Dickens would recognise many of the struggles of today’s world, particularly that of coping with personal adversity in the face of hard times, as we currently cope with the effects of an economic recession, and its ramifications on individuals, families, employers and their collective communities. We believe that reading, and re-reading Dickens in this current climate, and re-examining his characters and their struggles could offer insight into our own tales, in our own cities, and perhaps offer up hope and offer us again great expectations.

We will be reading: Barnaby Rudge, David Copperfield, Hard Times, Oliver Twist and The Mystery of Edwin Drood.

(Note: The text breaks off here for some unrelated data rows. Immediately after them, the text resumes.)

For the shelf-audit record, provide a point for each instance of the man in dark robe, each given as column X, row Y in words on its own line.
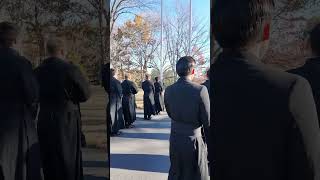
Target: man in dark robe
column 116, row 112
column 188, row 105
column 311, row 69
column 264, row 121
column 129, row 90
column 19, row 148
column 62, row 88
column 158, row 96
column 83, row 137
column 105, row 80
column 207, row 82
column 148, row 98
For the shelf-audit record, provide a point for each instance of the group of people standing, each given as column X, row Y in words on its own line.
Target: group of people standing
column 122, row 101
column 40, row 114
column 263, row 123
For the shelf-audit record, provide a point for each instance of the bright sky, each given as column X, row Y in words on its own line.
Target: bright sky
column 200, row 9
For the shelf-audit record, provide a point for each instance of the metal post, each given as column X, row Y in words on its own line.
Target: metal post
column 190, row 26
column 161, row 46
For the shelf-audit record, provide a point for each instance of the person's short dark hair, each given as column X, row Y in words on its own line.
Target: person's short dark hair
column 54, row 45
column 185, row 65
column 8, row 33
column 235, row 23
column 315, row 39
column 112, row 72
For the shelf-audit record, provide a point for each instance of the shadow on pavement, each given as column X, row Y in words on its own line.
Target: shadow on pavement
column 141, row 162
column 89, row 177
column 157, row 136
column 100, row 164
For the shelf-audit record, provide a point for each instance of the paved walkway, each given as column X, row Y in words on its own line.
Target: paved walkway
column 142, row 153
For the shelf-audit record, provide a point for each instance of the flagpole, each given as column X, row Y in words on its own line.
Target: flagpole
column 190, row 26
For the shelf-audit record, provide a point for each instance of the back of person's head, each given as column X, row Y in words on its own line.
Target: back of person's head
column 237, row 24
column 8, row 34
column 315, row 40
column 113, row 72
column 55, row 46
column 185, row 66
column 147, row 76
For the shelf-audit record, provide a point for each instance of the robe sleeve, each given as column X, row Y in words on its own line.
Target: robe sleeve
column 303, row 110
column 81, row 88
column 166, row 104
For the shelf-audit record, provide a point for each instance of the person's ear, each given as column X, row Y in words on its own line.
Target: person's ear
column 266, row 32
column 62, row 52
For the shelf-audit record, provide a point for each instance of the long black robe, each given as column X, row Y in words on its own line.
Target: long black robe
column 19, row 148
column 116, row 113
column 62, row 87
column 207, row 84
column 129, row 90
column 256, row 117
column 158, row 99
column 148, row 99
column 105, row 80
column 188, row 106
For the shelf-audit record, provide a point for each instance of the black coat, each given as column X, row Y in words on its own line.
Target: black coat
column 62, row 88
column 19, row 148
column 158, row 98
column 129, row 90
column 148, row 98
column 116, row 113
column 207, row 84
column 311, row 71
column 255, row 118
column 188, row 106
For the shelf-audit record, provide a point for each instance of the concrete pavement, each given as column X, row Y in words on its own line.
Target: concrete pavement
column 142, row 152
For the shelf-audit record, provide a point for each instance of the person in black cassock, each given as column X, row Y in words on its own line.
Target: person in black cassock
column 207, row 82
column 83, row 137
column 62, row 88
column 148, row 98
column 311, row 69
column 188, row 106
column 116, row 112
column 264, row 121
column 158, row 99
column 19, row 148
column 129, row 89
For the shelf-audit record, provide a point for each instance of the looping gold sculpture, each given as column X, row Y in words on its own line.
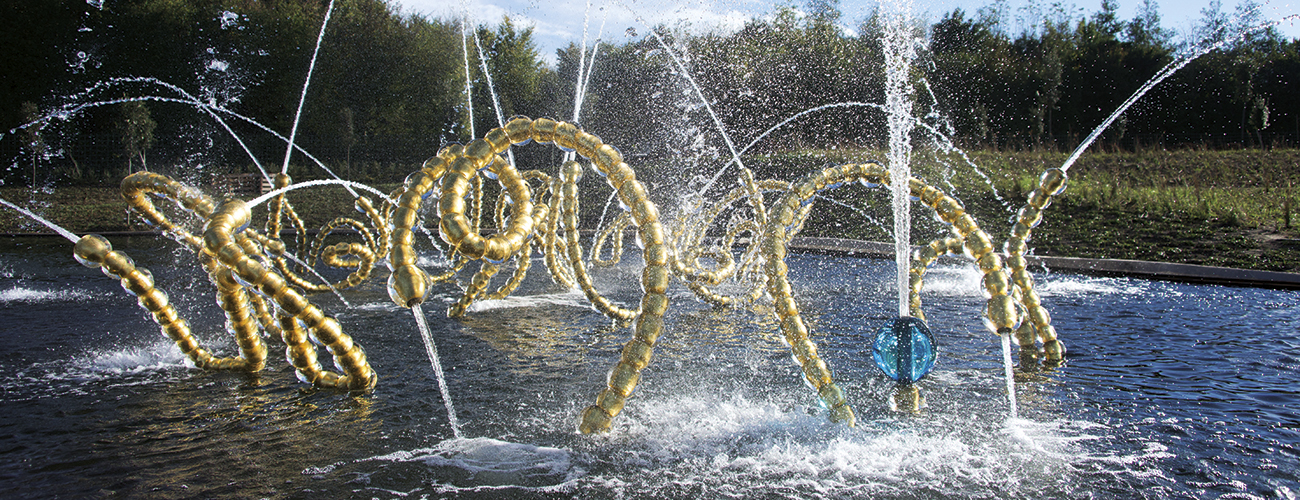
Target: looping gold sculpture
column 540, row 211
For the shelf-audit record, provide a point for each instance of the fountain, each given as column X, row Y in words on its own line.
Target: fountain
column 714, row 434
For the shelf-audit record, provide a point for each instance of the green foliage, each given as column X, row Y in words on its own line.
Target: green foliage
column 389, row 88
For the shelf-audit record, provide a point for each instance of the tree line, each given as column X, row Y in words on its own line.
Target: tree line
column 389, row 88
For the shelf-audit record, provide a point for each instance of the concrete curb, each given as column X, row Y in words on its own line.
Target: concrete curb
column 1184, row 273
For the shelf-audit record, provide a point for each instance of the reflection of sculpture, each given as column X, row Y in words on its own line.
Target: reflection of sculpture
column 241, row 259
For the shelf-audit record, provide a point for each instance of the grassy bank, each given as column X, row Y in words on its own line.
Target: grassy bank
column 1230, row 208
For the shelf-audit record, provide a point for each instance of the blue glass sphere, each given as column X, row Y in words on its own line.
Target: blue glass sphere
column 905, row 350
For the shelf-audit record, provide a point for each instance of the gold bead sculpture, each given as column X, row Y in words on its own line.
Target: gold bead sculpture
column 261, row 288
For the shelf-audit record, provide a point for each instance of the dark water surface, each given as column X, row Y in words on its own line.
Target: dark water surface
column 1170, row 391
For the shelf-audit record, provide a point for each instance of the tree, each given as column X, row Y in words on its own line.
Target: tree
column 135, row 131
column 31, row 137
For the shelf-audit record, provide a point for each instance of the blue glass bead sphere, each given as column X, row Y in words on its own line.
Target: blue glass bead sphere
column 905, row 350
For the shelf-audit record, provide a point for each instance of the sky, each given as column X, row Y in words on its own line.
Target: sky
column 558, row 22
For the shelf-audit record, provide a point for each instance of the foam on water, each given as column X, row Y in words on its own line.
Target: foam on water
column 118, row 365
column 573, row 299
column 492, row 462
column 748, row 448
column 965, row 279
column 953, row 281
column 30, row 295
column 1074, row 285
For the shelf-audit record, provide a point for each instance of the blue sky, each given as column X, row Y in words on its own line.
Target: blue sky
column 557, row 22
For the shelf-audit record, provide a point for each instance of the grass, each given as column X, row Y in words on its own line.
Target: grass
column 1226, row 208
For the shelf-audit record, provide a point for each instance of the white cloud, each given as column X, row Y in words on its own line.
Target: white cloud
column 557, row 24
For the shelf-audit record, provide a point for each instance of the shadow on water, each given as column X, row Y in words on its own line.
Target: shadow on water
column 1170, row 390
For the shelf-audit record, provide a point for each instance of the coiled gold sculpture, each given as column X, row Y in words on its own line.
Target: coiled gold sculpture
column 260, row 290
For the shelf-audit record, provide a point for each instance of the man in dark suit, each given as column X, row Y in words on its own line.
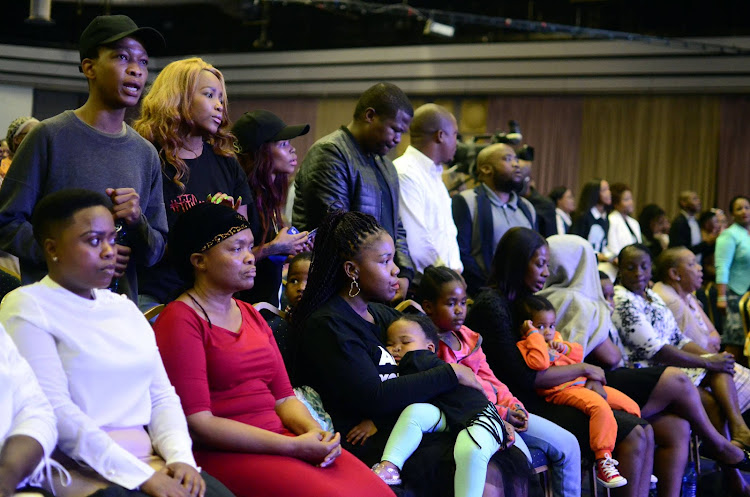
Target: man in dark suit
column 685, row 230
column 348, row 170
column 483, row 214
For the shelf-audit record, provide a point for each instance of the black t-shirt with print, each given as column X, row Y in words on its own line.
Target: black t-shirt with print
column 209, row 174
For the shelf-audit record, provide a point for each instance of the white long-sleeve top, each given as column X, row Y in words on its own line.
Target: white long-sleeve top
column 425, row 209
column 24, row 410
column 619, row 235
column 98, row 364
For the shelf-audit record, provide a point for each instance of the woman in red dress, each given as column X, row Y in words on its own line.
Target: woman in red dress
column 247, row 425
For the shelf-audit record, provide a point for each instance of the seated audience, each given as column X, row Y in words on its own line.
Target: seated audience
column 654, row 228
column 269, row 159
column 344, row 358
column 443, row 297
column 542, row 347
column 520, row 269
column 732, row 258
column 672, row 405
column 96, row 360
column 565, row 204
column 185, row 115
column 678, row 275
column 348, row 169
column 424, row 202
column 92, row 147
column 28, row 430
column 493, row 207
column 623, row 229
column 412, row 340
column 249, row 428
column 650, row 335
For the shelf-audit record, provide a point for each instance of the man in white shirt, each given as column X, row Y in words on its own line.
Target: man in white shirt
column 424, row 203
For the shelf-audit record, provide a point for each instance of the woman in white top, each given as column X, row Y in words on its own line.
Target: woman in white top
column 624, row 230
column 565, row 204
column 27, row 423
column 96, row 359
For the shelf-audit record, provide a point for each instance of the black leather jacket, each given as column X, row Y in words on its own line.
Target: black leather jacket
column 337, row 174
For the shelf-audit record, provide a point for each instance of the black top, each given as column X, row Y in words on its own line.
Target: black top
column 342, row 356
column 337, row 173
column 209, row 174
column 592, row 229
column 460, row 405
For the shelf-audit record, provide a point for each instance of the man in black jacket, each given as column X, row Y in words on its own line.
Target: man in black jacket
column 483, row 214
column 348, row 170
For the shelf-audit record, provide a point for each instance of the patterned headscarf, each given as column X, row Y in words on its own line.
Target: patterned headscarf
column 199, row 229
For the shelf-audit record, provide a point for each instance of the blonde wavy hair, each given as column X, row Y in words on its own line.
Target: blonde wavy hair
column 165, row 115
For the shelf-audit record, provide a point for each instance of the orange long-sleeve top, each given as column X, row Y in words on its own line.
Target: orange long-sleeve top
column 539, row 356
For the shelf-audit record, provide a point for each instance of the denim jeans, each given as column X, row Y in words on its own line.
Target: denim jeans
column 562, row 450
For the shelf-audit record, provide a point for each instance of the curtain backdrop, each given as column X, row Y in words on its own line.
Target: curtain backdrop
column 659, row 145
column 733, row 176
column 552, row 125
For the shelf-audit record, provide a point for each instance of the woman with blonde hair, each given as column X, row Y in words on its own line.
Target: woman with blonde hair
column 185, row 116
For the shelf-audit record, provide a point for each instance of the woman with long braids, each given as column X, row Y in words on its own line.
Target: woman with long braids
column 342, row 354
column 220, row 354
column 269, row 158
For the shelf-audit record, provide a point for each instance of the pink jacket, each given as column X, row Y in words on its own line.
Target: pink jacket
column 495, row 390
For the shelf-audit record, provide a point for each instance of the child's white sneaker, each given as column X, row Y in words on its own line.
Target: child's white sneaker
column 607, row 474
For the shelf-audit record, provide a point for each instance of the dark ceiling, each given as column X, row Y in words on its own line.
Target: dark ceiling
column 217, row 26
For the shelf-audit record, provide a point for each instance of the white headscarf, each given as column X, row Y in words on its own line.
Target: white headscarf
column 574, row 289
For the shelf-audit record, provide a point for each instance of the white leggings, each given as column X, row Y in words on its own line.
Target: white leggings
column 471, row 458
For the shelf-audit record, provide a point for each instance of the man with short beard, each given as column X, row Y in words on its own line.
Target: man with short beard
column 484, row 214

MK Borrowers, Milton Keynes

We call ourselves the MK Borrowers. The MK Borrowers reading group started in September 2005 and meets every month in Milton Keynes Central Library. The books we generally read are chosen from sets of books organised by the library. We try to read a wide range of books. Over the years we have read books by Jane Austen, Margaret Atwood, Charles Dickens, Wilkie Collins, Thomas Hardy, Joanne Harris, Harper Lee, Audrey Niffenegger, Annie Proulx, Alice Sebold, Lionel Shriver, Rose Tremain, Alice Weir, John Wyndham. There are currently 11 members in our reading group. Several members studied Dickens books at school and are very keen to read his books again for pleasure rather than to pass examinations.

We will be reading: David Copperfield, Domby and Son, Nicholas Nickleby, A Tale of Two Cities and Oliver Twist.